Another thing that made this play successful was the succesful running by Threet when he kept the ball on zone-reads. The danger of the QB picking up yardage if he doesn’t hand off the ball gave the backside DE just enough pause to allow Shaw to escape the backfield.

Now you know what it was like Inside the Play.

Posted under Analysis

Inside the Play: Utah

The format of this feature is a work-in-progress. If you have any suggestions, let me know. Also, the video quality is really poor for some reason. It should be better in future weeks.

The Situation
It’s the first quarter, and Michigan’s offense has already looked kinda bad. A Utah pass interference penalty has given the Wolverines the ball inside Utah’s 10 yard line, and a Sam McGuffie rush sets up a second and goal from the 8. A touchdown here could help Michigan set the tone early in this game.

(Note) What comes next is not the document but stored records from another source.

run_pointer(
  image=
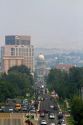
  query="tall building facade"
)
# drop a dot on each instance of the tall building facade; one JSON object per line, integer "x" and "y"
{"x": 17, "y": 51}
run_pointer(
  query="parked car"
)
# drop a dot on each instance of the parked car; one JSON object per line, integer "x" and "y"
{"x": 42, "y": 114}
{"x": 51, "y": 115}
{"x": 43, "y": 122}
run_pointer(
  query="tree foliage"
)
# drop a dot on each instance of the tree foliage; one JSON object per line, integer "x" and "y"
{"x": 77, "y": 110}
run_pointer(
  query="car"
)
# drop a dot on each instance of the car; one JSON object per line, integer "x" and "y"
{"x": 11, "y": 109}
{"x": 63, "y": 123}
{"x": 51, "y": 116}
{"x": 52, "y": 106}
{"x": 32, "y": 110}
{"x": 43, "y": 122}
{"x": 24, "y": 108}
{"x": 52, "y": 123}
{"x": 42, "y": 114}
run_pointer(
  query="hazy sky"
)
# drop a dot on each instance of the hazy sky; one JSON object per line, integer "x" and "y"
{"x": 51, "y": 23}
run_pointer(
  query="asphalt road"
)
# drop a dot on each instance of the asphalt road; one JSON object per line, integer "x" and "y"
{"x": 45, "y": 106}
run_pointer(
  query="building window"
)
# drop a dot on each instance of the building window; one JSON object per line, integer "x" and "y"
{"x": 12, "y": 51}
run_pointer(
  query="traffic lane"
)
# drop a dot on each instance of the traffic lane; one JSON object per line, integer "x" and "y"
{"x": 48, "y": 120}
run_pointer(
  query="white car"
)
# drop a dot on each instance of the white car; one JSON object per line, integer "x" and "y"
{"x": 51, "y": 106}
{"x": 43, "y": 122}
{"x": 51, "y": 116}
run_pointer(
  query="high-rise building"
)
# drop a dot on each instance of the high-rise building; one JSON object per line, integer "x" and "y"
{"x": 17, "y": 40}
{"x": 17, "y": 51}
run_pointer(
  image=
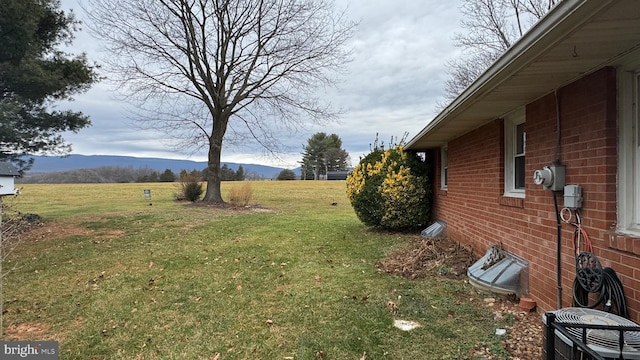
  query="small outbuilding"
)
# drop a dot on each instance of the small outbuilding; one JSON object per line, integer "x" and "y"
{"x": 7, "y": 176}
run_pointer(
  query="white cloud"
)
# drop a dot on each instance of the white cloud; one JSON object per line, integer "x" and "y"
{"x": 391, "y": 87}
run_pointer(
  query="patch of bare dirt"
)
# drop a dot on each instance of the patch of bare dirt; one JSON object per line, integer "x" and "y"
{"x": 429, "y": 256}
{"x": 444, "y": 257}
{"x": 231, "y": 207}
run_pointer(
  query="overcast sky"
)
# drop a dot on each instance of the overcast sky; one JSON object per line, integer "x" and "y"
{"x": 391, "y": 87}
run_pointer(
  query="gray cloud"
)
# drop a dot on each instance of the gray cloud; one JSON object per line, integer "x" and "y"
{"x": 391, "y": 87}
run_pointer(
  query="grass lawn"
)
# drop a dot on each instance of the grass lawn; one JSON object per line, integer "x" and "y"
{"x": 112, "y": 275}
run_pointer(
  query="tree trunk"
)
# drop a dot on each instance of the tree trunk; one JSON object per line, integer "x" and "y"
{"x": 213, "y": 193}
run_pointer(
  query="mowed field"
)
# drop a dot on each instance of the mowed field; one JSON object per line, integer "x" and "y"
{"x": 113, "y": 275}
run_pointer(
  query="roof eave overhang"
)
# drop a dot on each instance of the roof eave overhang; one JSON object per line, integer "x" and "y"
{"x": 565, "y": 19}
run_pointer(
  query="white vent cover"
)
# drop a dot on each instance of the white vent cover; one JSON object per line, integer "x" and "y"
{"x": 604, "y": 342}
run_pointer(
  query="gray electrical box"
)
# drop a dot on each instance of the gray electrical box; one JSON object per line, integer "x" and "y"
{"x": 550, "y": 177}
{"x": 573, "y": 196}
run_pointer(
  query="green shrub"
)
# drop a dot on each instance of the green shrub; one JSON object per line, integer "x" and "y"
{"x": 390, "y": 189}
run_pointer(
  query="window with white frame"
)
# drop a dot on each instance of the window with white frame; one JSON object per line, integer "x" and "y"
{"x": 515, "y": 142}
{"x": 628, "y": 151}
{"x": 444, "y": 167}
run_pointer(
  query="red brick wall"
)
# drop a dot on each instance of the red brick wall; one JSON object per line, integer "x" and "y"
{"x": 478, "y": 214}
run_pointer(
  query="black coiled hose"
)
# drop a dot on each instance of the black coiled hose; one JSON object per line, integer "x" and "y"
{"x": 611, "y": 294}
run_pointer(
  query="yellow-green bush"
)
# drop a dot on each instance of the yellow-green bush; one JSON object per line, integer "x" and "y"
{"x": 390, "y": 189}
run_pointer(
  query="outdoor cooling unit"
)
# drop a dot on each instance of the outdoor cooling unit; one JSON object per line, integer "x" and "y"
{"x": 583, "y": 333}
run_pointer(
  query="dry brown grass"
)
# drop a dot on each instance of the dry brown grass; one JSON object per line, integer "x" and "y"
{"x": 241, "y": 195}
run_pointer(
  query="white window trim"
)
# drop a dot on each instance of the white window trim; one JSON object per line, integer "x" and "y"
{"x": 628, "y": 192}
{"x": 444, "y": 167}
{"x": 510, "y": 122}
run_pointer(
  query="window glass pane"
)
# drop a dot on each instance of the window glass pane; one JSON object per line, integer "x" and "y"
{"x": 520, "y": 139}
{"x": 519, "y": 172}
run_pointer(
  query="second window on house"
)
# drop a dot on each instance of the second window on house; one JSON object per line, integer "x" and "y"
{"x": 515, "y": 149}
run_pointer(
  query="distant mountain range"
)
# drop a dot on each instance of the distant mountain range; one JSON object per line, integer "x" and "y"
{"x": 47, "y": 164}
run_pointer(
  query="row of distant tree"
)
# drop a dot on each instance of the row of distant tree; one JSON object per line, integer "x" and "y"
{"x": 122, "y": 174}
{"x": 322, "y": 154}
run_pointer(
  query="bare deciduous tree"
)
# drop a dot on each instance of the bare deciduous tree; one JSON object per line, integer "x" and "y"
{"x": 202, "y": 69}
{"x": 491, "y": 27}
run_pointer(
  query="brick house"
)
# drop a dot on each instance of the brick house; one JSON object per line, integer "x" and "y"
{"x": 566, "y": 91}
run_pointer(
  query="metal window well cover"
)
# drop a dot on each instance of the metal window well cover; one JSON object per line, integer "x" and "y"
{"x": 503, "y": 274}
{"x": 603, "y": 342}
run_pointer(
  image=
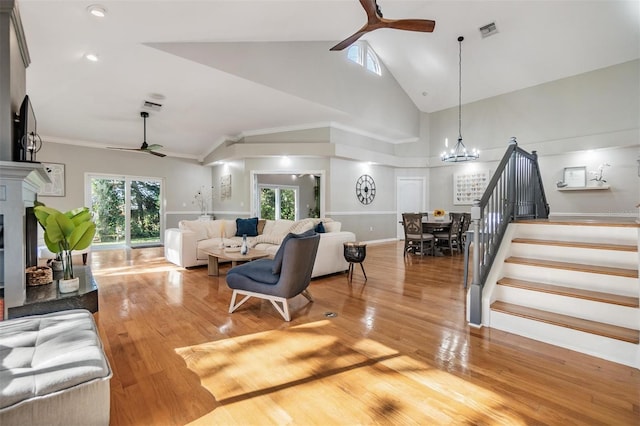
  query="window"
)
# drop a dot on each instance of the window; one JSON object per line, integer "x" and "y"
{"x": 278, "y": 202}
{"x": 353, "y": 54}
{"x": 127, "y": 210}
{"x": 363, "y": 55}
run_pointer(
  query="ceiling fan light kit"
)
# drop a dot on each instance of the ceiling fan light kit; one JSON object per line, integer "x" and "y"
{"x": 459, "y": 152}
{"x": 145, "y": 147}
{"x": 376, "y": 21}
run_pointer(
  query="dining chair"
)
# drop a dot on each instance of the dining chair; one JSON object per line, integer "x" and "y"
{"x": 414, "y": 237}
{"x": 466, "y": 222}
{"x": 452, "y": 235}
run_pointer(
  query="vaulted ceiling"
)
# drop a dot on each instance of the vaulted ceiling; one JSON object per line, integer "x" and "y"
{"x": 170, "y": 52}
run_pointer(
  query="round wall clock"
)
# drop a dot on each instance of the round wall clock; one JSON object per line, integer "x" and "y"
{"x": 365, "y": 189}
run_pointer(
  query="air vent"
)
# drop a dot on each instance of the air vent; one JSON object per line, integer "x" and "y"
{"x": 153, "y": 106}
{"x": 489, "y": 29}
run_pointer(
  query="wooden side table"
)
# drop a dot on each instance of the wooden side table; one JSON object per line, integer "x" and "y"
{"x": 355, "y": 253}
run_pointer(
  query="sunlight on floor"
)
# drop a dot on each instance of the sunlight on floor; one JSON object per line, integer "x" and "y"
{"x": 310, "y": 374}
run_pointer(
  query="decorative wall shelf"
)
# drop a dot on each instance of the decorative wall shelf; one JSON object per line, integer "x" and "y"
{"x": 585, "y": 188}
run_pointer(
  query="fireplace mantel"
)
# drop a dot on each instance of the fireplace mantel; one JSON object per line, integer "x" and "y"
{"x": 19, "y": 184}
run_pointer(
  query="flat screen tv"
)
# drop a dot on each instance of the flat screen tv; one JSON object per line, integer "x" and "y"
{"x": 27, "y": 140}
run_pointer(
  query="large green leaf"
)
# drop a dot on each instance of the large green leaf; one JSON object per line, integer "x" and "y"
{"x": 42, "y": 213}
{"x": 82, "y": 236}
{"x": 79, "y": 215}
{"x": 53, "y": 247}
{"x": 59, "y": 227}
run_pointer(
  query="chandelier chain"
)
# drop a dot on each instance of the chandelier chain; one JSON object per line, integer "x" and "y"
{"x": 460, "y": 88}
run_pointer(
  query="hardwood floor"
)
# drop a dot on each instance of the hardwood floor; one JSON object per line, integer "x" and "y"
{"x": 398, "y": 352}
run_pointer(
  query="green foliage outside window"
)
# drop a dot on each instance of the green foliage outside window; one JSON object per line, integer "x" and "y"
{"x": 287, "y": 199}
{"x": 108, "y": 204}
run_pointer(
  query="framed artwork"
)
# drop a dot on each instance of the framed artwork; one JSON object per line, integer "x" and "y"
{"x": 56, "y": 174}
{"x": 575, "y": 177}
{"x": 225, "y": 187}
{"x": 470, "y": 186}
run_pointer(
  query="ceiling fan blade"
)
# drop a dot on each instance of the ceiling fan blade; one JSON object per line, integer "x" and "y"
{"x": 371, "y": 8}
{"x": 350, "y": 40}
{"x": 123, "y": 149}
{"x": 376, "y": 21}
{"x": 153, "y": 146}
{"x": 422, "y": 25}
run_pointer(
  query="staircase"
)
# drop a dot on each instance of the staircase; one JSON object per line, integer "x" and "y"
{"x": 571, "y": 283}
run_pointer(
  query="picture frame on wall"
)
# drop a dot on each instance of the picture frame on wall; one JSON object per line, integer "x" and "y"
{"x": 225, "y": 187}
{"x": 575, "y": 177}
{"x": 469, "y": 186}
{"x": 56, "y": 188}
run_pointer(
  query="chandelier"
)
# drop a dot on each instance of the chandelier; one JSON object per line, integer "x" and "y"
{"x": 459, "y": 152}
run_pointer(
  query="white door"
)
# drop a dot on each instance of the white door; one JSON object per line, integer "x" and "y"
{"x": 410, "y": 192}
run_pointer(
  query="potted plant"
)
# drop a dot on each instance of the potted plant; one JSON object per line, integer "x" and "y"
{"x": 63, "y": 233}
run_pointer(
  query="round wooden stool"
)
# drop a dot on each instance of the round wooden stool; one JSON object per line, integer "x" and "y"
{"x": 355, "y": 253}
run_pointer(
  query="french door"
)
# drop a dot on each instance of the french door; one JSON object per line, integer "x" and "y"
{"x": 127, "y": 210}
{"x": 278, "y": 202}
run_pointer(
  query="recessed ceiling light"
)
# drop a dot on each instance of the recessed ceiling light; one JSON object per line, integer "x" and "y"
{"x": 97, "y": 10}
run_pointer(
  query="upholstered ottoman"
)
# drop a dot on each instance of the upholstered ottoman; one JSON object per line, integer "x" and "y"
{"x": 53, "y": 371}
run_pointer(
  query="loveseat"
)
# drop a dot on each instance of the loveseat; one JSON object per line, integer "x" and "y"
{"x": 184, "y": 245}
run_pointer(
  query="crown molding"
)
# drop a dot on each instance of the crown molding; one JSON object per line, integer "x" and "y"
{"x": 11, "y": 7}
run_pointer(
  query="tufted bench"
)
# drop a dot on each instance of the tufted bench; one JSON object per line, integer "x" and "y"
{"x": 53, "y": 371}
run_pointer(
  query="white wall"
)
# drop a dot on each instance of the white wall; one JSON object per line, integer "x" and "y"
{"x": 183, "y": 178}
{"x": 561, "y": 120}
{"x": 323, "y": 77}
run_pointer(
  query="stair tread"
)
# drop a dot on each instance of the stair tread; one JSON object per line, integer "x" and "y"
{"x": 615, "y": 299}
{"x": 576, "y": 244}
{"x": 580, "y": 267}
{"x": 593, "y": 327}
{"x": 613, "y": 222}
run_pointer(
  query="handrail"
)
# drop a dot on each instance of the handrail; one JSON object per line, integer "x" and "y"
{"x": 514, "y": 192}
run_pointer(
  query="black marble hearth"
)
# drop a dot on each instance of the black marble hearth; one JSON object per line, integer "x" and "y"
{"x": 46, "y": 298}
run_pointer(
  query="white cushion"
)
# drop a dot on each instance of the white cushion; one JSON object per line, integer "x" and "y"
{"x": 43, "y": 354}
{"x": 332, "y": 226}
{"x": 301, "y": 226}
{"x": 196, "y": 226}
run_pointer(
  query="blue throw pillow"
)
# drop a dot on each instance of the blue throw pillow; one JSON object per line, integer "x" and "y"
{"x": 277, "y": 259}
{"x": 247, "y": 226}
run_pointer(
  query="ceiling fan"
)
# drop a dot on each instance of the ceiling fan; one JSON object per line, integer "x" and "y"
{"x": 145, "y": 146}
{"x": 376, "y": 21}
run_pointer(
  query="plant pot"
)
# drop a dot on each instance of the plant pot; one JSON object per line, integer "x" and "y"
{"x": 56, "y": 265}
{"x": 69, "y": 286}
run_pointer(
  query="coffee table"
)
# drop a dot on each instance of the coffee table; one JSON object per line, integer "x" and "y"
{"x": 216, "y": 255}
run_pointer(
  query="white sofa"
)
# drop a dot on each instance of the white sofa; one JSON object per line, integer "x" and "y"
{"x": 184, "y": 245}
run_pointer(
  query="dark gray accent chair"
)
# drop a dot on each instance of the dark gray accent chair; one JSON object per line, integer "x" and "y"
{"x": 279, "y": 279}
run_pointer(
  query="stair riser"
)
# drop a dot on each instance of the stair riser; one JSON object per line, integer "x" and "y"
{"x": 621, "y": 316}
{"x": 582, "y": 280}
{"x": 610, "y": 349}
{"x": 585, "y": 234}
{"x": 614, "y": 259}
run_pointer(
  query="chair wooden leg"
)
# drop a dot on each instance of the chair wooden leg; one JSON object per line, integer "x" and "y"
{"x": 365, "y": 274}
{"x": 306, "y": 293}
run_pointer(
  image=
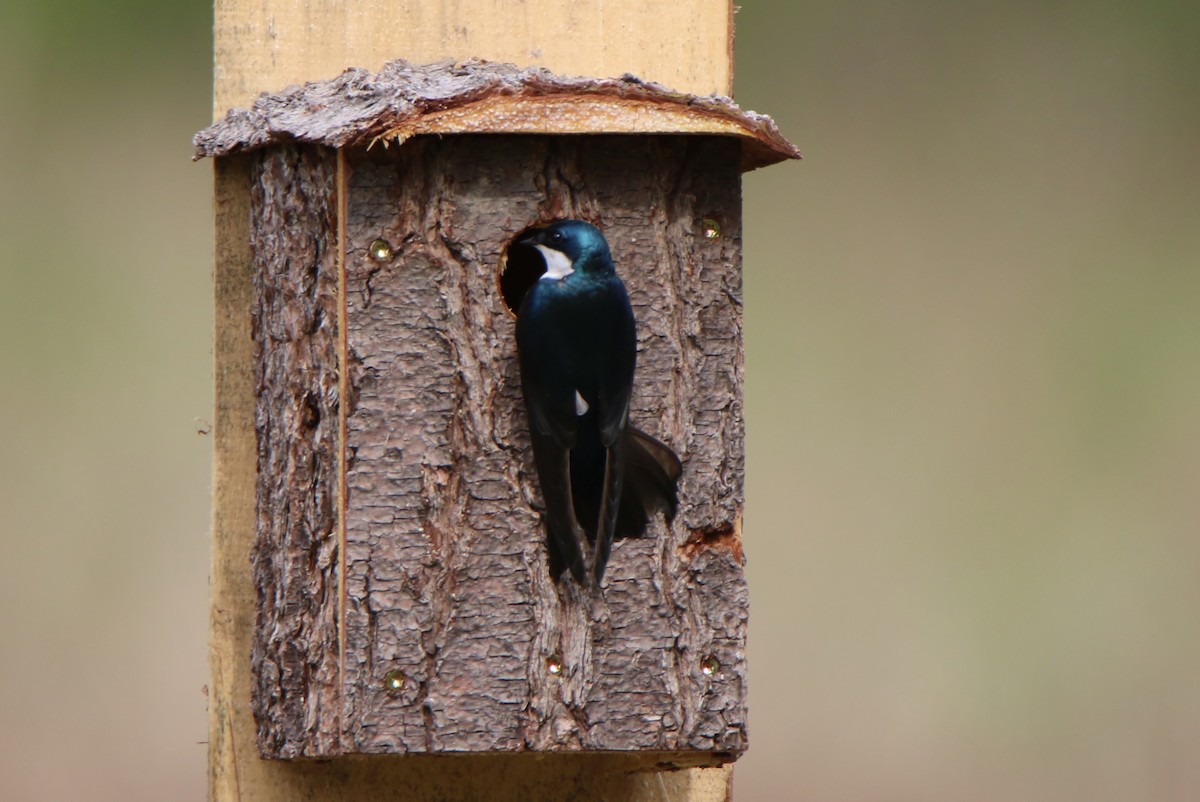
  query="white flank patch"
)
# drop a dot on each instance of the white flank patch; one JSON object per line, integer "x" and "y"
{"x": 558, "y": 267}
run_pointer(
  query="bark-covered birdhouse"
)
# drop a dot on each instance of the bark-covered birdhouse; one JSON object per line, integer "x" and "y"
{"x": 406, "y": 602}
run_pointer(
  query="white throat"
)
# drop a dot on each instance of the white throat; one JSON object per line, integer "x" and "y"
{"x": 558, "y": 267}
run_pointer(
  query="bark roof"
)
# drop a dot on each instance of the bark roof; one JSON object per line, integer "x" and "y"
{"x": 360, "y": 108}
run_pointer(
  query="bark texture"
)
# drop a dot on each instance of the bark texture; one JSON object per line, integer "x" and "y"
{"x": 474, "y": 96}
{"x": 455, "y": 636}
{"x": 294, "y": 325}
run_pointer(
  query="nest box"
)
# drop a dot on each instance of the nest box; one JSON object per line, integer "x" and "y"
{"x": 405, "y": 599}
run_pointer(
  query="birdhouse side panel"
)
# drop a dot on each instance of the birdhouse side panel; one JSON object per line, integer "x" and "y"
{"x": 456, "y": 636}
{"x": 294, "y": 325}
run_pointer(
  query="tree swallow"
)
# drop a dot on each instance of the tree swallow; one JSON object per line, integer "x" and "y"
{"x": 577, "y": 346}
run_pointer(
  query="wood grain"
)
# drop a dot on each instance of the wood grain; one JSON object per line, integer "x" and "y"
{"x": 447, "y": 578}
{"x": 263, "y": 46}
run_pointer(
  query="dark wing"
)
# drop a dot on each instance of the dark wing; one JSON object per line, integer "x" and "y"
{"x": 549, "y": 401}
{"x": 615, "y": 389}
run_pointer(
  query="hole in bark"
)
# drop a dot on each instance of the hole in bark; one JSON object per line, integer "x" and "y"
{"x": 520, "y": 267}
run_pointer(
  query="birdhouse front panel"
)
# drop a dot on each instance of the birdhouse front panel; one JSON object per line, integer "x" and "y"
{"x": 426, "y": 483}
{"x": 456, "y": 636}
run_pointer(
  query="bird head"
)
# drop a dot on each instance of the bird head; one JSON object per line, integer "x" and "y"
{"x": 570, "y": 245}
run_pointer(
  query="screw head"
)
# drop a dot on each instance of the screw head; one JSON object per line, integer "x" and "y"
{"x": 379, "y": 250}
{"x": 394, "y": 682}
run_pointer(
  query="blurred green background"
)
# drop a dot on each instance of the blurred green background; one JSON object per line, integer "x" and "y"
{"x": 973, "y": 401}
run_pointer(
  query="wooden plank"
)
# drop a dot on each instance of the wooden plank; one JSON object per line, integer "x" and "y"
{"x": 263, "y": 46}
{"x": 267, "y": 45}
{"x": 447, "y": 575}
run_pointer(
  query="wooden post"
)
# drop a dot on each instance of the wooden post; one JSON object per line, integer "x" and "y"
{"x": 265, "y": 45}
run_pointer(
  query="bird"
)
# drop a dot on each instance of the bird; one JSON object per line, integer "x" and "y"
{"x": 576, "y": 339}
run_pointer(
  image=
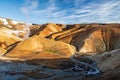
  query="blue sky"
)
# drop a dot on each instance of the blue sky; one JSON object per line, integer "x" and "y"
{"x": 61, "y": 11}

The Personnel and Formation
Michigan comes out in the shotgun with two tailbacks and three wide receivers. Nick Sheridan is flanked by Brandon Minor on his right and Michael Shaw on his left. Greg Mathews is split wide left. Darryl Stonum is split wide right, with Martavious Odoms in the slot to that side.

Utah lines up in a 4-3 defense. To the strong side, the corner is head-up over Martavious Odoms, with the safety deep, but aligned with Stonum. Mathews has a man head-up over him, showing press technique.

The Play

At the snap, Sheridan fakes to Minor, who cross in front of him to the left, and then fakes again (slightly less convincingly) to Shaw, who goes in the opposite direction. After the fakes, Sheridan rolls out to the right. He hits Michael Shaw at the seven yard line, and Shaw races to the corner for a touchdown.
Why it Happened Like it Did

Utah was playing man coverage on this play, keeping one safety in a deep zone, and one linebacker spying Sheridan (Cover-1 Spy). The Utah linebackers bit on the fake to Minor, freezing them long enough for Shaw to beat his man to the outside, and for Sheridan to have enough time to roll out and make the pass. With Odoms and Stonum running crossing routes, Shaw was given a clear path to the endzone.

Now you know what it was like Inside the Play.